Reizen | Engelberg, Zwitserland: Kingdom of Heaven

Het Zwitserse dorp Engelberg ligt op een hoogplateau, omringd door louter en alleen bergen. Je kunt er alleen maar geraken via een uiterst smalle kloof. Fotograaf Jarno Schurgers was er te gast en reed er de mooiste trails van z’n leven. “De hoogteverschillen zijn hier zó groot, dat je je zelf heel klein voelt. Hier glooit niks, alles gaat recht omhoog.”

Tekst: Mitchell van Wensveen // Foto’s: Jarno Schurgers


Google zegt dat we nog maar vijftien kilometer hebben te gaan, maar als we uit het raam kijken zien we eigenlijk nog niks spannends. ‘We’, dat zijn fotograaf Jarno Schurgers, m’n fietsmaat Roy Groenewegen en ik. De omgeving is heuvelachtig en zeker vergeleken met Nederland magisch mooi, maar echt trail-materiaal zie ik er nog niet in. Hebben we het verkeerde adres in de navigatie gezet? Terwijl de kilometers aftellen, wordt het terrein steeds mooier. En de weg neemt ons nu mee omhoog, de bergen in. Rechts van ons stroomt een rivier die, naarmate we dichter in de buurt komen, steeds harder gaat stromen. De weg gaat al snel over in haarspeldbochten, betrouwbare signalen van een goed avontuur. Het landschap verandert nu snel. De bergen links en rechts van ons worden groter en groter en vooral steeds steiler!
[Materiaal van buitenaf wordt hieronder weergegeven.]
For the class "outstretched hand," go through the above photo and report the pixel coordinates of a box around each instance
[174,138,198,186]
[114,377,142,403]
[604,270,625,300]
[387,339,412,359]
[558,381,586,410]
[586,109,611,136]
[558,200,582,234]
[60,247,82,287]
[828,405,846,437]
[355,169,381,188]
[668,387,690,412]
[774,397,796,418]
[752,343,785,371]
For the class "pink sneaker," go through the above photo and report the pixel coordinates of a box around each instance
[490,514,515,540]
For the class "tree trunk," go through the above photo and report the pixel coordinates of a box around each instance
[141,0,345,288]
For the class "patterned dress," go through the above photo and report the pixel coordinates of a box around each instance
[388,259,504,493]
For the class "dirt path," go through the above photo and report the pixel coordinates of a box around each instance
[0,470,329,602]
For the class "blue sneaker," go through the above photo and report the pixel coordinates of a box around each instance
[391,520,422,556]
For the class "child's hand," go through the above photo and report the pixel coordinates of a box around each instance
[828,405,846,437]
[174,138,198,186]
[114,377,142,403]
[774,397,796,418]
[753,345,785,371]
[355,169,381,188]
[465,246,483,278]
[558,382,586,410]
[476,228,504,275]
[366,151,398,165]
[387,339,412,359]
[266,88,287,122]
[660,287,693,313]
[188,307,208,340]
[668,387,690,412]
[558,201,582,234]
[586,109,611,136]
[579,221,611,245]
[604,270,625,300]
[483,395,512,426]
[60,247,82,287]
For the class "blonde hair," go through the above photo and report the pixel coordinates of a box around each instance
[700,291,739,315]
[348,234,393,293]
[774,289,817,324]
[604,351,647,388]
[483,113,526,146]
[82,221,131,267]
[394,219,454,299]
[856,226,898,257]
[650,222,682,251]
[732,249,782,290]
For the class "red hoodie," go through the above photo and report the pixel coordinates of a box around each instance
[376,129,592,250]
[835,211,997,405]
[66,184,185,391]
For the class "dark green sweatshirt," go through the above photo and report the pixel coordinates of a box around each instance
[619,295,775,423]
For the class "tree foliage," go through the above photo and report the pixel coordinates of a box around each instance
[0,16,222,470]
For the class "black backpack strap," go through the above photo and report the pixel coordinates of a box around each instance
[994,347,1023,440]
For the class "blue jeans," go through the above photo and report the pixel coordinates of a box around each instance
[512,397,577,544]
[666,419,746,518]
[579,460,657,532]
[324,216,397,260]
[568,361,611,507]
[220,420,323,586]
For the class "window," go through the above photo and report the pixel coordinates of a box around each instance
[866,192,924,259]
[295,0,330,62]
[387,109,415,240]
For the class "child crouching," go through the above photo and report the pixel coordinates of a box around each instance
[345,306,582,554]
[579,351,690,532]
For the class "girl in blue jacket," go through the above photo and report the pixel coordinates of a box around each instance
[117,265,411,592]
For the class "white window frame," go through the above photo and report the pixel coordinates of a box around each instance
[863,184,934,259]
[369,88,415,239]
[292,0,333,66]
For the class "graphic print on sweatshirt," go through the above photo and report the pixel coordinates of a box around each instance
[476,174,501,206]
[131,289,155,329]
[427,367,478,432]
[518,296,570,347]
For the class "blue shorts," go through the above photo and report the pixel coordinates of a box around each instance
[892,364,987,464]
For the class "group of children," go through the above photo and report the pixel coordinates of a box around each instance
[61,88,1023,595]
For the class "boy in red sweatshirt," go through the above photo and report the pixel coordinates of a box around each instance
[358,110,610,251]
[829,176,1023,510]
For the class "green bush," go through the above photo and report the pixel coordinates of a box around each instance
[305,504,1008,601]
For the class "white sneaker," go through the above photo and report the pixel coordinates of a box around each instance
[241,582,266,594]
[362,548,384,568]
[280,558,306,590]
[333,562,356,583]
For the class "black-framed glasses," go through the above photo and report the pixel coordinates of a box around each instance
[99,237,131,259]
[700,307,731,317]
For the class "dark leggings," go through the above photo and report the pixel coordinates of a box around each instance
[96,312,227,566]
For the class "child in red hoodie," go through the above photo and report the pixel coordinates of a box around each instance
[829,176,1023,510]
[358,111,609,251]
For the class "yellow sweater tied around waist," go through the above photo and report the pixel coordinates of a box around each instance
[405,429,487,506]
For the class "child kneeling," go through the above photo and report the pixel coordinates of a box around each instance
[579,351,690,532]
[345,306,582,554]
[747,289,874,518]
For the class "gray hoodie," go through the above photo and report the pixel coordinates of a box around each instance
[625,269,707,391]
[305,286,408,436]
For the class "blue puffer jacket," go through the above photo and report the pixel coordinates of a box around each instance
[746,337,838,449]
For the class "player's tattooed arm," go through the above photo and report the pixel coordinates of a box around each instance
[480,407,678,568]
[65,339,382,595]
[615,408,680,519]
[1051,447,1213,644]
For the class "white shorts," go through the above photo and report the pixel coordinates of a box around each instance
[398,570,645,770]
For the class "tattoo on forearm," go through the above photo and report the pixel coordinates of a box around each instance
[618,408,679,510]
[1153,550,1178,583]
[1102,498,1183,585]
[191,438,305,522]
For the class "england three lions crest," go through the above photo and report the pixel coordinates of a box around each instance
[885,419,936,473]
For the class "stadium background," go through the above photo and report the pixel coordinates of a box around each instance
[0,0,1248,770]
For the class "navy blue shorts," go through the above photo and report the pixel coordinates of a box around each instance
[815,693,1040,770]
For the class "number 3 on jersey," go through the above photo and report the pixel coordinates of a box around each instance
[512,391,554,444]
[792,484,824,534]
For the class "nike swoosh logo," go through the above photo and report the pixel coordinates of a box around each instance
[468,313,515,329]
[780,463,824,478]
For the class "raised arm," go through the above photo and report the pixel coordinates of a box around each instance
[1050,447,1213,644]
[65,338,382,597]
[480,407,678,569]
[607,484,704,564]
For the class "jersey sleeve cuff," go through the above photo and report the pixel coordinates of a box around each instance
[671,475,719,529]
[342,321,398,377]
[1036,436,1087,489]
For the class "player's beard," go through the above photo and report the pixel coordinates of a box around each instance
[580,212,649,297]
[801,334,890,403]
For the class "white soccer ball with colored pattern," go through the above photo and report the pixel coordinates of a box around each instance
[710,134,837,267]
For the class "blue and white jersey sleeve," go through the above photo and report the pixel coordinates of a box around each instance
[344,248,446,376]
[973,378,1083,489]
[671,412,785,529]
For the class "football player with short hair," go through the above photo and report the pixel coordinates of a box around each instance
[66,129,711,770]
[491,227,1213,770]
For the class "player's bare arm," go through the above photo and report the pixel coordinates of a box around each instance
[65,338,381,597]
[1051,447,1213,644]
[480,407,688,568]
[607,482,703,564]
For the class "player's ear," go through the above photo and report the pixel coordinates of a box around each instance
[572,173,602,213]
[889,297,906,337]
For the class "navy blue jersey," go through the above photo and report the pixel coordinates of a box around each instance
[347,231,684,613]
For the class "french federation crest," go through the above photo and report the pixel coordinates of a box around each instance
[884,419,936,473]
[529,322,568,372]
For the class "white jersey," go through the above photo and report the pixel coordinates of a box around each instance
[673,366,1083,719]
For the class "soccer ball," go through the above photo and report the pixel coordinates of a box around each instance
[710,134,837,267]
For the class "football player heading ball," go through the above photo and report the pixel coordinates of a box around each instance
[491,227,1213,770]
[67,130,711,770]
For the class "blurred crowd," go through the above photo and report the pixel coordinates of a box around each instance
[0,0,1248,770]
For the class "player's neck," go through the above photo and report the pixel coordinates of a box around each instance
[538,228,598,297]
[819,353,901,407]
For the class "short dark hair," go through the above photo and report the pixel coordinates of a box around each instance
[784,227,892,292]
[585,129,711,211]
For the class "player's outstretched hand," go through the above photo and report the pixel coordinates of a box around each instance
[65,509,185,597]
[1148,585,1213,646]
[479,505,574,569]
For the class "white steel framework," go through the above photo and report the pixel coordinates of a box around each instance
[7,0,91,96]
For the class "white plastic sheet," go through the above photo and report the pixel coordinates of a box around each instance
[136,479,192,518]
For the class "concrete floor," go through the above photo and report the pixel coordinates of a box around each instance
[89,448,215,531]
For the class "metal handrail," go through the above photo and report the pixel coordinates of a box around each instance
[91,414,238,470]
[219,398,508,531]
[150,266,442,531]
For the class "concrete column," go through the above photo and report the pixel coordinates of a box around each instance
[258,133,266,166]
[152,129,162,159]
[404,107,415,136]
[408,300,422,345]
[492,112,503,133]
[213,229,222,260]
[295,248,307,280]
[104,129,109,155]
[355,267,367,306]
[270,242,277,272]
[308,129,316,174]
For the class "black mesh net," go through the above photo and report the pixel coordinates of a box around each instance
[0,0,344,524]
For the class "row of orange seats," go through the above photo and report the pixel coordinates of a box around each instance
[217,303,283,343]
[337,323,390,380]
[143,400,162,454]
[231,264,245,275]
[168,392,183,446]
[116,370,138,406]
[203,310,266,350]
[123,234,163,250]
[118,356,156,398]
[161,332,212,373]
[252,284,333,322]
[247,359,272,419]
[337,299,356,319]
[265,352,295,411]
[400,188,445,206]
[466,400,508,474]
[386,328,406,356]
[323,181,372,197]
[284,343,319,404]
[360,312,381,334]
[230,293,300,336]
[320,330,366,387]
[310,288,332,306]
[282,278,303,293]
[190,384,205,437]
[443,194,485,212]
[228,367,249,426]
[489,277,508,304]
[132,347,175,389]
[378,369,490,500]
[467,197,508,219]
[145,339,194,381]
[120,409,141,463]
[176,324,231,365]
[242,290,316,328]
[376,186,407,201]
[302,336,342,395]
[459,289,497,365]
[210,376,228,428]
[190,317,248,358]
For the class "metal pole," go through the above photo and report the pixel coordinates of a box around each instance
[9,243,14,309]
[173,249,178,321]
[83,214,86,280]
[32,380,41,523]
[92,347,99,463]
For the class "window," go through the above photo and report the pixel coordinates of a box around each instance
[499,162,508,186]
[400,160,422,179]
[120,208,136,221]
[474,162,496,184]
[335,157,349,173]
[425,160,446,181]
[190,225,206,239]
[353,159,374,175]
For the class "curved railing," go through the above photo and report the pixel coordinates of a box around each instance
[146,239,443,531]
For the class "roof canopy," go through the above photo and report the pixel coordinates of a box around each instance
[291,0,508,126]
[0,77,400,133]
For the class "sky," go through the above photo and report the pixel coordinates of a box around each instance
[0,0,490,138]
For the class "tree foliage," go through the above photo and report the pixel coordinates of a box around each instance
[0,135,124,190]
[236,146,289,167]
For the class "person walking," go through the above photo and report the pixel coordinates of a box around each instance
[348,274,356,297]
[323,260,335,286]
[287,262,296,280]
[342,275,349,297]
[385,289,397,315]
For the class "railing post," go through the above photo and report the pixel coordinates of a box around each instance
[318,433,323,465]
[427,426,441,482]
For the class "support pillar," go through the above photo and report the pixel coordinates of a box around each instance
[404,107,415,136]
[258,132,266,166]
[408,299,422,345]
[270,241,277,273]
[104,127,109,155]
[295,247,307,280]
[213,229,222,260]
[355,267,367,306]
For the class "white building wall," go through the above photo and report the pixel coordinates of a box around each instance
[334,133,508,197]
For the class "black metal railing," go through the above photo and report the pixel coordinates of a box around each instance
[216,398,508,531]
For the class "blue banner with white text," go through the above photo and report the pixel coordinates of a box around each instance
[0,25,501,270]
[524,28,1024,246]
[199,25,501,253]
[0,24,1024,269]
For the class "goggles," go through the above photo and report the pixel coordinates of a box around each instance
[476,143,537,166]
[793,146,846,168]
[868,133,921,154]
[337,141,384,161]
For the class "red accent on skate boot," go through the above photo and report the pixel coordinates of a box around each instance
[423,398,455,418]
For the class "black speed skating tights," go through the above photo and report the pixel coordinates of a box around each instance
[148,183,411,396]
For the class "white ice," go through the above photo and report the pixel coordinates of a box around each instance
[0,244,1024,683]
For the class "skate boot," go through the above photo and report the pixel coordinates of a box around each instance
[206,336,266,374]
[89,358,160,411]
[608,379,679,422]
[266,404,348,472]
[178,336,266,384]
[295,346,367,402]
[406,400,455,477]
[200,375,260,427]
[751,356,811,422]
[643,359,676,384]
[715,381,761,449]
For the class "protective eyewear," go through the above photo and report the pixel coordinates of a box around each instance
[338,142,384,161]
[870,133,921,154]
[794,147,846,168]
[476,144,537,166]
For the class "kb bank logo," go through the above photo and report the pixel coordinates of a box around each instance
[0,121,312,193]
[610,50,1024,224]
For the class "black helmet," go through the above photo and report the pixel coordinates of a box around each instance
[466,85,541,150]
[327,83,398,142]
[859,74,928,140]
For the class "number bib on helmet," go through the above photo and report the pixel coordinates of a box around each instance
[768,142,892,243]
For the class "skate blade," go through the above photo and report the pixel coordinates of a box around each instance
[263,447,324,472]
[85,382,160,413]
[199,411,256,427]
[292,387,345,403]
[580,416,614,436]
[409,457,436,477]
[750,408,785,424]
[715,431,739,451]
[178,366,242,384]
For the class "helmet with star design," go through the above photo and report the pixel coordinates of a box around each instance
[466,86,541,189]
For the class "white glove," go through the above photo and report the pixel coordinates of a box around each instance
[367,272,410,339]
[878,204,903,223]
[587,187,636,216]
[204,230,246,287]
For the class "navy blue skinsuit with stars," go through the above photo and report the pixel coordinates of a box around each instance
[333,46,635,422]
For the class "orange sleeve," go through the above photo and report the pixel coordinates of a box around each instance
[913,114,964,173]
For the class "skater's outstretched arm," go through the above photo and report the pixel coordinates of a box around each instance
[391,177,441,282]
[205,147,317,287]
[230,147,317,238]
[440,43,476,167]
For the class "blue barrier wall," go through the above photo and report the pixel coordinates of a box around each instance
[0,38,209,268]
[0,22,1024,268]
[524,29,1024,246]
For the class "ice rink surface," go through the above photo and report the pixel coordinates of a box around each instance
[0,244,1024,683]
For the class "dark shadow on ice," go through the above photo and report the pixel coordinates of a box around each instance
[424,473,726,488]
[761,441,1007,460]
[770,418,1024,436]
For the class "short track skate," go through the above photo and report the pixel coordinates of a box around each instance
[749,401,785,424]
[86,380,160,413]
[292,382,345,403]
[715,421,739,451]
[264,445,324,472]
Waar we eerst geen trails zagen, gaan we nu twijfelen of we er überhaupt kunnen rijden. De spanning in de auto stijgt, we staan te trappelen om op de fiets te springen en de bergen bij de hoorns te pakken. De auto rolt een bult op, ik zie niets anders dan lucht. En bovenop die bult ontvouwt zich een hemels mooi landschap. Het weidse dal voor ons is aan alle kanten is omringd door torenhoge bergen. Dit is het, we zijn er. Engelberg.

Vroeg op

Het is al laat, de zon is al onderweg naar de horizon, maar gelukkig krijgen we nog een voorproefje van wat we morgen mogen rijden. Nadat we zijn ontvangen door onze gids Dario Küffer van de plaatselijk mountainbikeschool schuiven we aan voor een warme maaltijd. We slapen in hotel Spannort, dat zich midden in het dorp bevind en op steenworp afstand van een beroemde plaatselijk benedictijnenklooster. Vanuit het hotel loop je direct de Dorfstrasse in waar alle leuke winkels en restaurants te vinden zijn. Aangezien Dario ons al vroeg naast bed verwacht en we toch wel wat gaar zijn van de reis, duiken we er al vroeg in, gespannen voor wat de dag van morgen zal brengen.

Als ik ’s ochtends de gordijnen open schuif word ik direct al weer verwend door het prachtige uitzicht op de bergen die Engelberg omringen. Beneden in de lobby van het hotel ontmoeten we Dario weer. Die laat er geen gras over groeien en wil direct op pad. Graag! Onderweg horen we van Dario dat hij de 1.850 meter hoge Furenalp op wil, een stukje buiten het dorp. Tijdens het ritje krijgen we een goed beeld van de omgeving van Engelberg. De hoogteverschillen zijn hier zó groot, dat je je zelf heel klein voelt. Hier glooit niks, alles gaat recht omhoog. Ook de gondelbaan die we genaderd zijn gaat recht om hoog. Ik kijk Dario vragend aan. Ja hoor, dit wordt de lift die ook wij gaan nemen. Ze weten hier in Engelberg de spanning er wel in te houden!

Fürenalp-trail

Eenmaal boven, na een ritje in een zeer klein gondeltje, gaat het dan echt beginnen. Maar eerst nog even rondkijken. Vanaf de Fürenalp is een groot deel van het dal van Engelberg te overzien. Mooi! De route waarover Dario ons meevoert begint als een gewoon wandelpad, maar als snel muteert dit in een van de meest technische trails die ik ooit gereden heb, met tussen de uitdagende stukken mooie, snelle paden. Als je dat combineert met het fenomenale uitzicht, dan snap je dat we ons erg goed vermaken.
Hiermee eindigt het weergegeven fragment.